Let $x_1,...,x_n\in X$ a normed vector space and $\|x_i\|=1,\forall i\in\{1,...,n\}$. Suppose that for some $e\in(0,1)$ we have that $\|\sum_{i=1}^n\lambda_ix_i\|\leq (1+e)\max_{i\leq n}|\lambda_i|$ for every real choice of $\lambda_i$. Prove that $\|\sum_{i=1}^n\lambda_ix_i\|\geq (1-e)\max_{i\leq n}|\lambda_i|$.
I can see intuitively that the first relation induces some sort of perpendicularity between the vectors thus restricting the focus on just the largest vector. I cannot see how to proceed though.
The problem can be rephrased as follows: Let $x_i$ be unit vectors s.t. $\|\sum_{i=1}^n\lambda_ix_i\|\leq 1+e$ where $\lambda_i\in [-1,1]$ and at least one $\lambda_i=\pm 1$. Show that $\|\sum_{i=1}^n\lambda_ix_i\|\geq 1-e$ for each choice of $\lambda_i$.
Now suppose wlog that $\lambda_1=1$ otherwise rearrange.
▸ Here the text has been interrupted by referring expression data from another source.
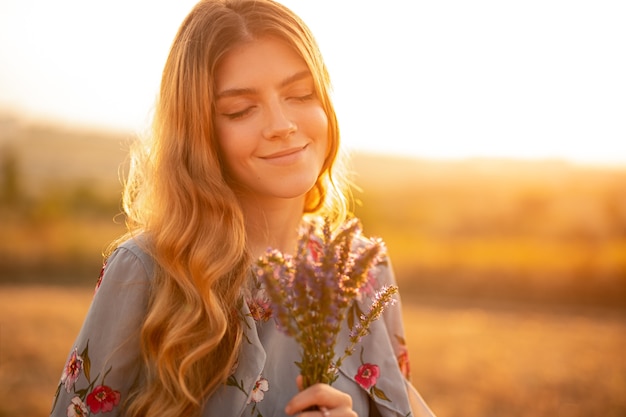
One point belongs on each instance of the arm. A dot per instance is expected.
(395, 327)
(105, 358)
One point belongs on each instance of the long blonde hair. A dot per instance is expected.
(179, 197)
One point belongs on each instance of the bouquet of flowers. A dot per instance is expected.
(315, 291)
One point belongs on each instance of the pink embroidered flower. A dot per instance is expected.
(72, 370)
(260, 308)
(367, 375)
(77, 408)
(258, 392)
(103, 398)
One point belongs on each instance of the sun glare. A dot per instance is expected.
(450, 79)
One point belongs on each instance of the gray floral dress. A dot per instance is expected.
(105, 359)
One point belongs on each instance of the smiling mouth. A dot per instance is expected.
(286, 152)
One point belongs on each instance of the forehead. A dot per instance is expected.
(257, 63)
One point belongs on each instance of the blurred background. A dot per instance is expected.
(489, 142)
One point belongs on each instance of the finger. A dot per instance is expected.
(325, 412)
(319, 395)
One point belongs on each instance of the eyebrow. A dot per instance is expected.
(232, 92)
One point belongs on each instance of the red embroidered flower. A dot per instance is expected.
(316, 250)
(367, 375)
(260, 308)
(103, 398)
(258, 392)
(77, 408)
(72, 370)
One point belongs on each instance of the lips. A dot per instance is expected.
(284, 152)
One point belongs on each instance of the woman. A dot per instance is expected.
(244, 148)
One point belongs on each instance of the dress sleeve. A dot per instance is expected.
(105, 359)
(395, 328)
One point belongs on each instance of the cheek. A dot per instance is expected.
(317, 125)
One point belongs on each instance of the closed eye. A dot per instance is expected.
(303, 98)
(239, 114)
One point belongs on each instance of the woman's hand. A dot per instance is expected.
(330, 401)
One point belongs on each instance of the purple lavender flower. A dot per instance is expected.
(314, 292)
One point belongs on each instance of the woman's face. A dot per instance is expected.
(271, 127)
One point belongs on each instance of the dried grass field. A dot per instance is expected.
(466, 361)
(513, 273)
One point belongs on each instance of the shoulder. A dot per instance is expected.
(129, 262)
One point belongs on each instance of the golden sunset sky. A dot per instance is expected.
(437, 79)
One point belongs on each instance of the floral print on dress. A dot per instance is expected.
(103, 398)
(72, 370)
(258, 392)
(87, 400)
(259, 305)
(403, 358)
(367, 375)
(77, 408)
(261, 386)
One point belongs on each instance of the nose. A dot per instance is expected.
(279, 124)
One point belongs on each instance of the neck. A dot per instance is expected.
(273, 224)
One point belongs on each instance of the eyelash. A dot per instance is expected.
(238, 114)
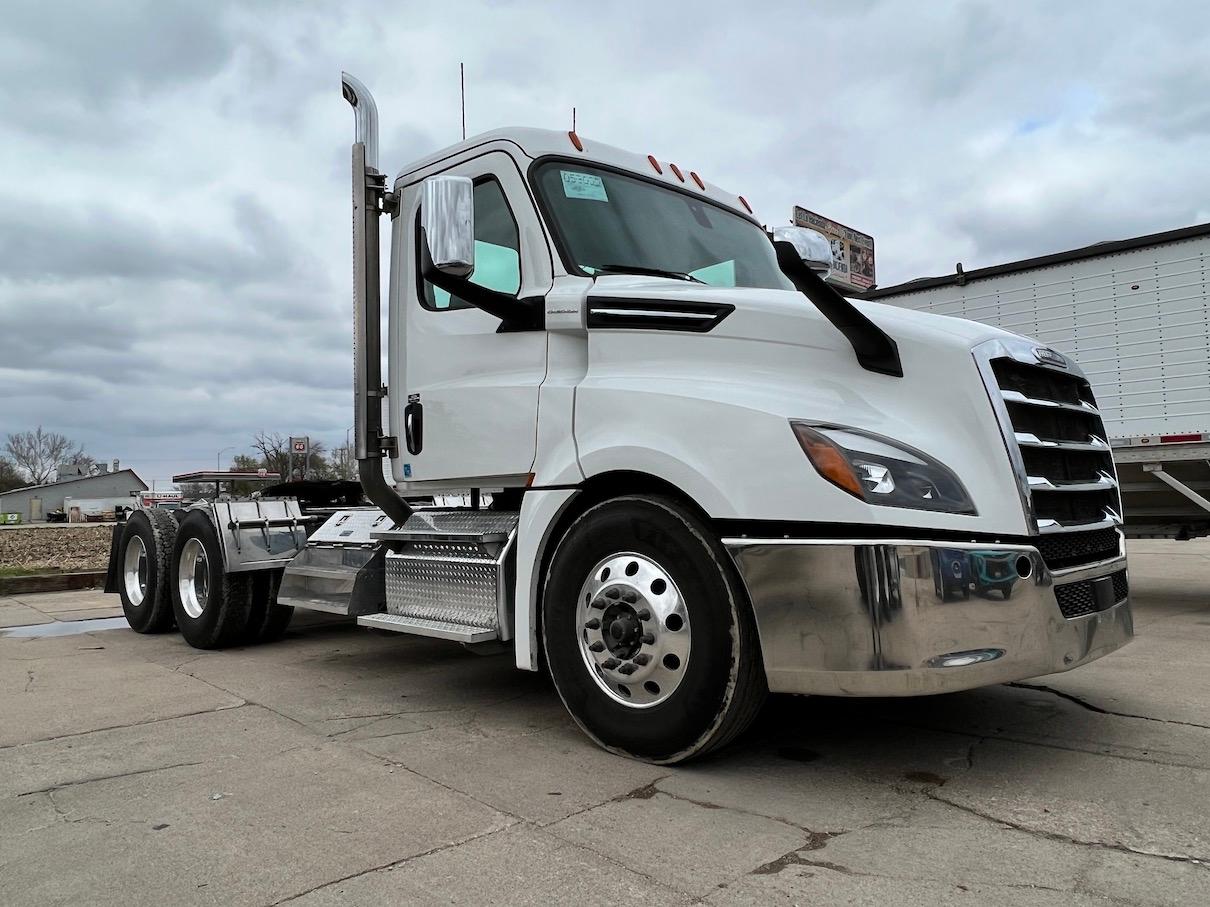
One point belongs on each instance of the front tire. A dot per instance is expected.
(647, 633)
(144, 570)
(212, 607)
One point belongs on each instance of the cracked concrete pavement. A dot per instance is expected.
(344, 766)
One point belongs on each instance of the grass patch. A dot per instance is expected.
(28, 571)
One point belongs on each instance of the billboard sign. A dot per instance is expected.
(852, 252)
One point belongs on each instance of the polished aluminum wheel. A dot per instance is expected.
(634, 633)
(134, 571)
(194, 578)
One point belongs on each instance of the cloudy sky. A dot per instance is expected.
(174, 246)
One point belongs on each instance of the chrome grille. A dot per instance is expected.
(1058, 444)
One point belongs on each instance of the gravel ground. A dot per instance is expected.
(56, 547)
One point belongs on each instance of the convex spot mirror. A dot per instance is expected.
(447, 215)
(813, 247)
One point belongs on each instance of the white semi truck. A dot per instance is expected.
(712, 475)
(1136, 315)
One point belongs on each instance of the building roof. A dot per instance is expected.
(1059, 258)
(76, 478)
(226, 475)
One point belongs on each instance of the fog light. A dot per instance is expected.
(963, 659)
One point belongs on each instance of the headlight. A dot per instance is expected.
(881, 471)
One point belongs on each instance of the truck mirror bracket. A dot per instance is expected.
(525, 313)
(875, 350)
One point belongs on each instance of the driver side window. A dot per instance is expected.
(496, 249)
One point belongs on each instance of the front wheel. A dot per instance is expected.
(649, 636)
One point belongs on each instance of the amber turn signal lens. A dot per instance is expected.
(828, 460)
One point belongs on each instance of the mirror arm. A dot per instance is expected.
(874, 347)
(514, 313)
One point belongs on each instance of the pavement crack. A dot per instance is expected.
(108, 778)
(1203, 861)
(122, 727)
(1099, 710)
(395, 864)
(795, 858)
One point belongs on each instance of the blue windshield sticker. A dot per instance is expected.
(583, 185)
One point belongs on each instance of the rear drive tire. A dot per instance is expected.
(649, 635)
(144, 558)
(212, 607)
(268, 619)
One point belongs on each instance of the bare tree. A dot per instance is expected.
(36, 454)
(10, 478)
(275, 452)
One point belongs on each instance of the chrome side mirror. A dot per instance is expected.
(813, 247)
(447, 215)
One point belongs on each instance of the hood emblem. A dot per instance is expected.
(1049, 357)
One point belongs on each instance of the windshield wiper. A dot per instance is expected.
(645, 272)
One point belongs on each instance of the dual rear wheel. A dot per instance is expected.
(173, 576)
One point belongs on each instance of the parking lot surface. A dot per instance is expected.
(344, 766)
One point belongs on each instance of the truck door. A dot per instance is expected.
(467, 411)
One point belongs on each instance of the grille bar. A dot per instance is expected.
(1058, 444)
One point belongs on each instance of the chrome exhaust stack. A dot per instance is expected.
(369, 190)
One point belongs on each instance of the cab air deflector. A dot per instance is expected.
(874, 347)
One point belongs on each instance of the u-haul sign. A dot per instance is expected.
(852, 250)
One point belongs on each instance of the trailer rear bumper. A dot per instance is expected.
(887, 618)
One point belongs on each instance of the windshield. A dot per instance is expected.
(609, 223)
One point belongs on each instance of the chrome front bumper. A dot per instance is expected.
(881, 618)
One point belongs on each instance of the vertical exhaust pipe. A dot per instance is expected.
(369, 188)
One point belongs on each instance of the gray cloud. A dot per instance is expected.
(174, 244)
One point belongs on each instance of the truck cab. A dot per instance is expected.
(710, 475)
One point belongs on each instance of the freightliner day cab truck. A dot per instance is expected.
(712, 475)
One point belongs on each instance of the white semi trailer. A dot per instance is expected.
(1136, 315)
(712, 475)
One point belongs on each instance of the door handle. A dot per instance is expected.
(414, 427)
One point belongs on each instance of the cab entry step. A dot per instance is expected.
(420, 627)
(449, 575)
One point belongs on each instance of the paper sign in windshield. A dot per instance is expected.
(583, 185)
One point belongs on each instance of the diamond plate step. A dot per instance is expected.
(477, 526)
(422, 627)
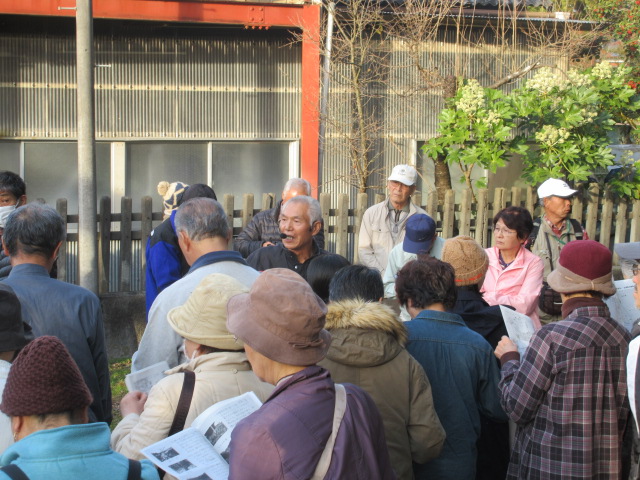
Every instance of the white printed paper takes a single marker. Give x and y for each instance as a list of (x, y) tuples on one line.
[(143, 380), (622, 305), (201, 452), (519, 327)]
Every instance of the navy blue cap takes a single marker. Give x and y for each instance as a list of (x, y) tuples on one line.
[(419, 234)]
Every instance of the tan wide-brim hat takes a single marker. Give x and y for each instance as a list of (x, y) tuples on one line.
[(202, 319), (281, 318)]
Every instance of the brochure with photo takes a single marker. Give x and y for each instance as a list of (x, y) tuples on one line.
[(201, 452)]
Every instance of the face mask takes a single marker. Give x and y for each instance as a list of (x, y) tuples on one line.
[(4, 214)]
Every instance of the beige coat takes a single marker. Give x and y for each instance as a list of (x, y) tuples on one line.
[(218, 376), (367, 350), (375, 240)]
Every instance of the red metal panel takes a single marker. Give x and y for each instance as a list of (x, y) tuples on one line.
[(256, 15)]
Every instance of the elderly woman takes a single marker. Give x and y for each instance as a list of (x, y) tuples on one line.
[(515, 274), (221, 369), (48, 401)]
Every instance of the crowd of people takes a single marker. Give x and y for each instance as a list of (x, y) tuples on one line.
[(397, 366)]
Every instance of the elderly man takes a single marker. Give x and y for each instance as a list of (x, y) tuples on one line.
[(13, 193), (420, 238), (568, 393), (264, 231), (203, 235), (32, 237), (458, 361), (309, 427), (383, 224), (300, 219), (551, 232), (165, 262), (368, 351)]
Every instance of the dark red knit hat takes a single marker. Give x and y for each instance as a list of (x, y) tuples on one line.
[(44, 379), (584, 265)]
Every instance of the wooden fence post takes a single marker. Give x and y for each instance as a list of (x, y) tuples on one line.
[(634, 234), (104, 247), (125, 265), (342, 224), (605, 220), (146, 227), (361, 207), (61, 207), (465, 214), (448, 214), (325, 207), (592, 210), (482, 221), (228, 204)]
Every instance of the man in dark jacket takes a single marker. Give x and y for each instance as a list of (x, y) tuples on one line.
[(300, 219), (263, 229), (13, 193), (165, 261), (281, 324)]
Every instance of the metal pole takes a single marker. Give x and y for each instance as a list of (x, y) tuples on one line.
[(87, 235), (324, 96)]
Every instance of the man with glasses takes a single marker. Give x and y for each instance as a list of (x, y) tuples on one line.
[(383, 224), (551, 233)]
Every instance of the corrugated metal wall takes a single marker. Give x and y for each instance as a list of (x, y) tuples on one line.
[(152, 81)]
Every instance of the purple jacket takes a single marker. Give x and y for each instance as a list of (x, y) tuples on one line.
[(285, 437)]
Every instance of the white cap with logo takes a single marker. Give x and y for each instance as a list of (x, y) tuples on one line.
[(555, 187), (404, 174)]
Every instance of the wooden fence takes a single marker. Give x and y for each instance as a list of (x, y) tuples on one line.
[(122, 236)]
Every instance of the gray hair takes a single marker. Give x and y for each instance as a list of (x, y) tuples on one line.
[(34, 229), (201, 218), (299, 183), (315, 213)]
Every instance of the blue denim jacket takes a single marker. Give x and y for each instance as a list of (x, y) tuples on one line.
[(464, 378)]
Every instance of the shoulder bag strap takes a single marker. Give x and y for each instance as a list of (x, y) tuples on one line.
[(183, 403), (338, 413), (14, 472), (534, 233), (135, 470)]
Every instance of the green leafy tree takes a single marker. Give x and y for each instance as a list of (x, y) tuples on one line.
[(566, 118), (476, 130)]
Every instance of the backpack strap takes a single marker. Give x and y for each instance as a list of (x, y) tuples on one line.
[(534, 233), (183, 403), (135, 470), (577, 228), (14, 472), (338, 413)]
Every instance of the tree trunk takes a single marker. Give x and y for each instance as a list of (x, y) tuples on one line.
[(442, 177)]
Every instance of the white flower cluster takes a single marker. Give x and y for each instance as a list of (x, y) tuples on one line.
[(491, 119), (602, 71), (472, 97), (546, 80), (578, 79), (550, 135)]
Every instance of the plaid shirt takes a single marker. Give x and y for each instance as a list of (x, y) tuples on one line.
[(568, 398)]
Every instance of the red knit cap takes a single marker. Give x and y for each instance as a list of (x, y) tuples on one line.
[(44, 379), (584, 265)]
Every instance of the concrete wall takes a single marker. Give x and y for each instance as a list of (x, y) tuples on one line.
[(124, 322)]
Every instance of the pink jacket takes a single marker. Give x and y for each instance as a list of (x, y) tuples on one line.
[(517, 285)]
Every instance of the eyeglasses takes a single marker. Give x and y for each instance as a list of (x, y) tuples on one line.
[(504, 231)]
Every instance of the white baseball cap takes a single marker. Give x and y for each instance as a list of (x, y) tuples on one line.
[(404, 174), (555, 187)]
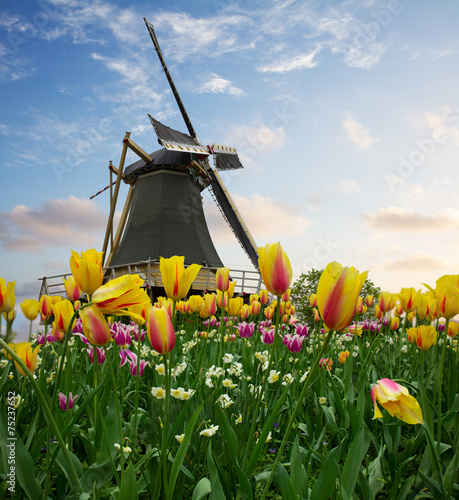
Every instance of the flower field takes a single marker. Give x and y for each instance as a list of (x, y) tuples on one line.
[(216, 396)]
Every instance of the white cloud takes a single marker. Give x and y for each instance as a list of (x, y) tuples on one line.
[(284, 65), (358, 133), (219, 85), (402, 220)]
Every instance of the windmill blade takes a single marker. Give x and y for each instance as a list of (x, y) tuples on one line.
[(173, 140), (230, 213)]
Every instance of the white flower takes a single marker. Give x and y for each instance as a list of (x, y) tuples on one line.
[(210, 431), (273, 376), (158, 392), (227, 358)]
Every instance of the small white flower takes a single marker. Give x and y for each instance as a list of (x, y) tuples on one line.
[(210, 431), (158, 392)]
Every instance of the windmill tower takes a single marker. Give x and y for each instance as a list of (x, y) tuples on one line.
[(163, 214)]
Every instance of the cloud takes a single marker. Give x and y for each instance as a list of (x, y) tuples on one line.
[(284, 65), (266, 219), (218, 85), (401, 220), (418, 261), (55, 223), (358, 133)]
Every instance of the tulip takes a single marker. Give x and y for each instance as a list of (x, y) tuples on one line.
[(337, 294), (426, 336), (447, 296), (7, 296), (407, 297), (30, 308), (385, 302), (222, 279), (118, 296), (63, 313), (176, 279), (87, 270), (160, 330), (275, 268), (72, 290), (343, 355), (95, 327), (396, 400), (264, 297), (313, 300), (27, 354)]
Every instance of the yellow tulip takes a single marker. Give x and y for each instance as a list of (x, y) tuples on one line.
[(337, 294), (30, 308), (27, 354), (275, 268), (7, 296), (87, 270), (118, 296), (176, 279), (396, 400)]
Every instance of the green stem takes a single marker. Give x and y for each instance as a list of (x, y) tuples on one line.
[(295, 413), (48, 414), (440, 384)]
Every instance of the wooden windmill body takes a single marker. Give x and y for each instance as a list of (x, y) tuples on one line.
[(163, 213)]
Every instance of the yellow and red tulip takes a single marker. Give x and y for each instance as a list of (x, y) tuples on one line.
[(72, 289), (337, 294), (275, 268), (95, 326), (87, 270), (160, 330), (222, 279), (7, 296), (396, 399), (176, 279)]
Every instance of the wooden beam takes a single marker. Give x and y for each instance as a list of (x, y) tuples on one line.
[(121, 225), (115, 195)]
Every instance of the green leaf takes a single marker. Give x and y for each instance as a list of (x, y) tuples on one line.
[(181, 453), (202, 489), (216, 491), (128, 489), (353, 462), (326, 482), (285, 485)]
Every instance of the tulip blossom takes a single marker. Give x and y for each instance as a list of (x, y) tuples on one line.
[(396, 400), (160, 330), (275, 268), (30, 308), (118, 296), (343, 355), (63, 313), (66, 403), (245, 329), (87, 270), (337, 294), (222, 279), (95, 327), (176, 279), (72, 289), (27, 354)]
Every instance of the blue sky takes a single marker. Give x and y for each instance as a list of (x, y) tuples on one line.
[(345, 115)]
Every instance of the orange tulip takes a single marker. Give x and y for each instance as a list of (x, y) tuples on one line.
[(337, 294), (87, 270), (275, 268)]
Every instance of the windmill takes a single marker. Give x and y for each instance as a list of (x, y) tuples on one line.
[(163, 214)]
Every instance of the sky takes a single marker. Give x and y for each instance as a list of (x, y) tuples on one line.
[(345, 115)]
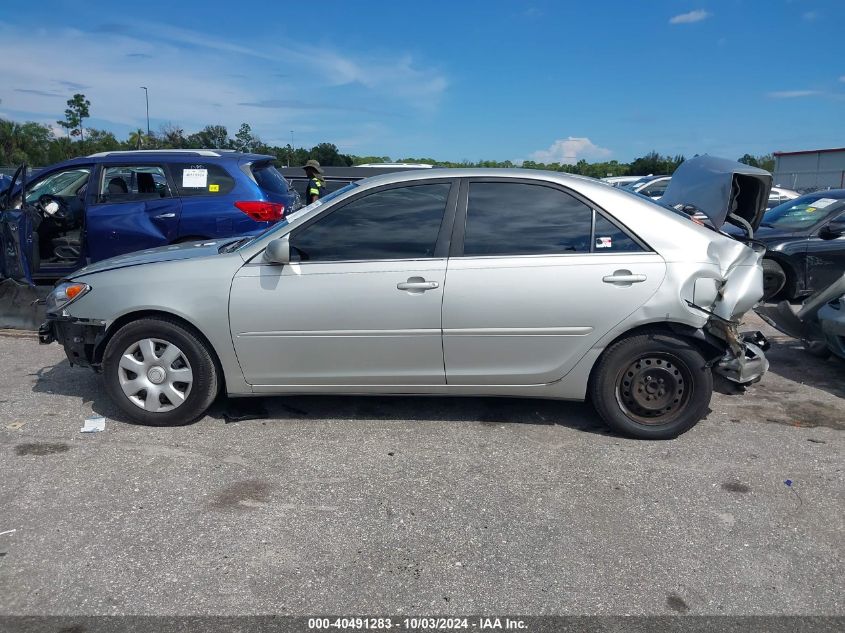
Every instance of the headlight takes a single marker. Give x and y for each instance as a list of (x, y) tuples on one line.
[(65, 294)]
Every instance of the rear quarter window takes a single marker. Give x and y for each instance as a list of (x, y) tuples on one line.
[(201, 179)]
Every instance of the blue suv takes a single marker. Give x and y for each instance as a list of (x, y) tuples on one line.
[(95, 207)]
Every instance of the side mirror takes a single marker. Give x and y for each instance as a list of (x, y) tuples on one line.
[(833, 230), (278, 251)]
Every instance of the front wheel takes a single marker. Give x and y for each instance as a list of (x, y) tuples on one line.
[(159, 372), (651, 386)]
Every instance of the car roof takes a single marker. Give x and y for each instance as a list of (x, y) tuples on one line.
[(476, 172), (170, 154), (121, 156), (825, 193)]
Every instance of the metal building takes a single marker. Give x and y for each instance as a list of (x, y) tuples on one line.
[(810, 170)]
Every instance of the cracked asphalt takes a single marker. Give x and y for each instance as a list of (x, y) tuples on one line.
[(420, 505)]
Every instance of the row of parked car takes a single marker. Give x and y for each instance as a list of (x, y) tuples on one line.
[(558, 286), (95, 207), (804, 235), (92, 208)]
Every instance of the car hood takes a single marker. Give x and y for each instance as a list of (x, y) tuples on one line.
[(768, 233), (188, 250), (722, 189)]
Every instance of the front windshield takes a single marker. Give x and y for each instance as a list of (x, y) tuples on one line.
[(802, 212), (632, 186), (58, 184), (299, 213)]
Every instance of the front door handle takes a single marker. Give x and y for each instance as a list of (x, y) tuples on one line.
[(623, 278), (417, 285)]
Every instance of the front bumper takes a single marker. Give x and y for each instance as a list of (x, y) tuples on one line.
[(81, 339), (832, 322)]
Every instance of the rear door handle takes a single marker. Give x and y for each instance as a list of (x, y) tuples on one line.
[(417, 285), (623, 278)]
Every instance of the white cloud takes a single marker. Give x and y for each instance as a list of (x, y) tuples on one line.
[(196, 79), (569, 151), (793, 94), (688, 18)]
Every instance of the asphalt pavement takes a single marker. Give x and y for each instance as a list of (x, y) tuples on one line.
[(419, 505)]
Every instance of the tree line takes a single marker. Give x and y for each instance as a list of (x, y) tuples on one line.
[(37, 145)]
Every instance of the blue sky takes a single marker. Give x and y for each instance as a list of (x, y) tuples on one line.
[(547, 80)]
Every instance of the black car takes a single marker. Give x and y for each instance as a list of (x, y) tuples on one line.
[(805, 244)]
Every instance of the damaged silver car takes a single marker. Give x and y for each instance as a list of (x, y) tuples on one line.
[(445, 282)]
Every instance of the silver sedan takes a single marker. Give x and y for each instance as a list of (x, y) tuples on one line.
[(451, 282)]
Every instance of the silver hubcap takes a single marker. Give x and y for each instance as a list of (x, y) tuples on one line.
[(155, 375)]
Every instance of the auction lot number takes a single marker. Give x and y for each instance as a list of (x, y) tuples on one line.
[(445, 624)]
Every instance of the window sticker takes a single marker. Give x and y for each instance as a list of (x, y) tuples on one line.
[(194, 178), (821, 203)]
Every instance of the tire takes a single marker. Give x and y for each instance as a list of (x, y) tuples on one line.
[(774, 278), (643, 361), (150, 356)]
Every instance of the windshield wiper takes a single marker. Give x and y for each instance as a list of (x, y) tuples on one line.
[(231, 246)]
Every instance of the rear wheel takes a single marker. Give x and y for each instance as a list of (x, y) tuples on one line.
[(651, 386), (159, 372)]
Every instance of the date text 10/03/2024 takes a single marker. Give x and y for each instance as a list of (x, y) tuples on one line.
[(417, 623)]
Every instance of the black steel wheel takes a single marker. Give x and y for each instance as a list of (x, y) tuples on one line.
[(651, 386)]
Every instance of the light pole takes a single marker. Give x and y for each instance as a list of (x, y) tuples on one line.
[(290, 153), (147, 97)]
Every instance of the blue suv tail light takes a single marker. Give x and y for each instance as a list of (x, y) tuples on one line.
[(262, 211)]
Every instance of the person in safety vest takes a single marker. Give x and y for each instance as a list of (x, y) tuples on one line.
[(316, 185)]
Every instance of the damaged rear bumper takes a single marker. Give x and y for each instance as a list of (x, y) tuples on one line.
[(744, 361), (81, 338), (745, 369)]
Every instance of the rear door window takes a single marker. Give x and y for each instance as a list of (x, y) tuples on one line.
[(123, 183), (269, 178), (201, 179), (506, 218), (609, 238)]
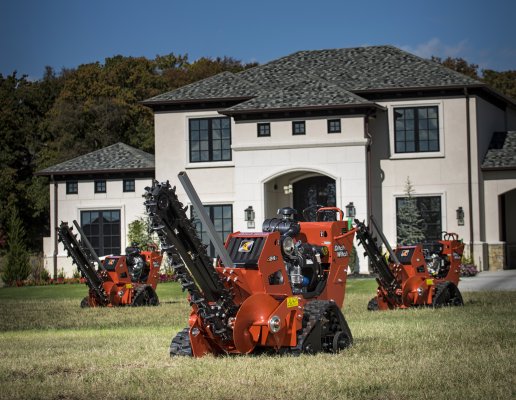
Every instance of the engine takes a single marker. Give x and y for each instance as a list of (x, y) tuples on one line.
[(302, 260)]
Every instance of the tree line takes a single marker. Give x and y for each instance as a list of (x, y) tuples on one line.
[(76, 111)]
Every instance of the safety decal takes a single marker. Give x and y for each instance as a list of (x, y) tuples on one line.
[(246, 246), (340, 250), (292, 302)]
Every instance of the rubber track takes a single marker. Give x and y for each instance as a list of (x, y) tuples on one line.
[(313, 312)]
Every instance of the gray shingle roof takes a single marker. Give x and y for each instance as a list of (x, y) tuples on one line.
[(304, 93), (223, 85), (344, 73), (502, 151), (115, 158)]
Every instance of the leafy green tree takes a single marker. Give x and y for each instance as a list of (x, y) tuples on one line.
[(409, 226), (140, 233), (16, 261), (505, 81)]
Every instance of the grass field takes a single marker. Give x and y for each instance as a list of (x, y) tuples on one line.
[(51, 348)]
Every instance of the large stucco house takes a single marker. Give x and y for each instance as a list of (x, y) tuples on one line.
[(102, 191), (348, 125)]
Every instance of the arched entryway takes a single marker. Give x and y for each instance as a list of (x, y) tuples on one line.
[(508, 226), (313, 191), (300, 190)]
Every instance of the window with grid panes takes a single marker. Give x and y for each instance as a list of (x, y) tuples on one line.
[(298, 128), (264, 129), (334, 126), (210, 139), (129, 185), (100, 186), (102, 228), (222, 218), (416, 129), (72, 187)]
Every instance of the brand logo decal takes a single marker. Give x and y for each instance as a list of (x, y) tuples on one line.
[(246, 246), (340, 250)]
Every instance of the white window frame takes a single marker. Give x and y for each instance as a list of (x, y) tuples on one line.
[(415, 103)]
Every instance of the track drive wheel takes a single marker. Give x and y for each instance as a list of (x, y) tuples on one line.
[(324, 329), (180, 345), (85, 302), (447, 294), (373, 304), (145, 296)]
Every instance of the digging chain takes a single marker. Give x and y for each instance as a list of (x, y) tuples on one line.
[(176, 231), (83, 260)]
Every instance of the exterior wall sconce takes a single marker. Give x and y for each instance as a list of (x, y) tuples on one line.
[(249, 217), (350, 214), (460, 216), (350, 210)]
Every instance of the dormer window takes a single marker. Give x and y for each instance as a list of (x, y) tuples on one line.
[(298, 128)]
Then $2=\|2x_1\|=\|x_1+\sum_{i=2}^n\lambda_ix_i+x_1-\sum_{i=2}^n\lambda_ix_i\|\leq \|x_1+\sum_{i=2}^n\lambda_ix_i\|+\|x_1-\sum_{i=2}^n\lambda_ix_i\|$ and thus if we let $A=\|x_1+\sum_{i=2}^n\lambda_ix_i\|$ and $B=\|x_1-\sum_{i=2}^n\lambda_ix_i\|$ we have $A+B\geq 2$ and thus $B\geq 2-A\geq 2-1-e=1-e$ and the exact same for $A$.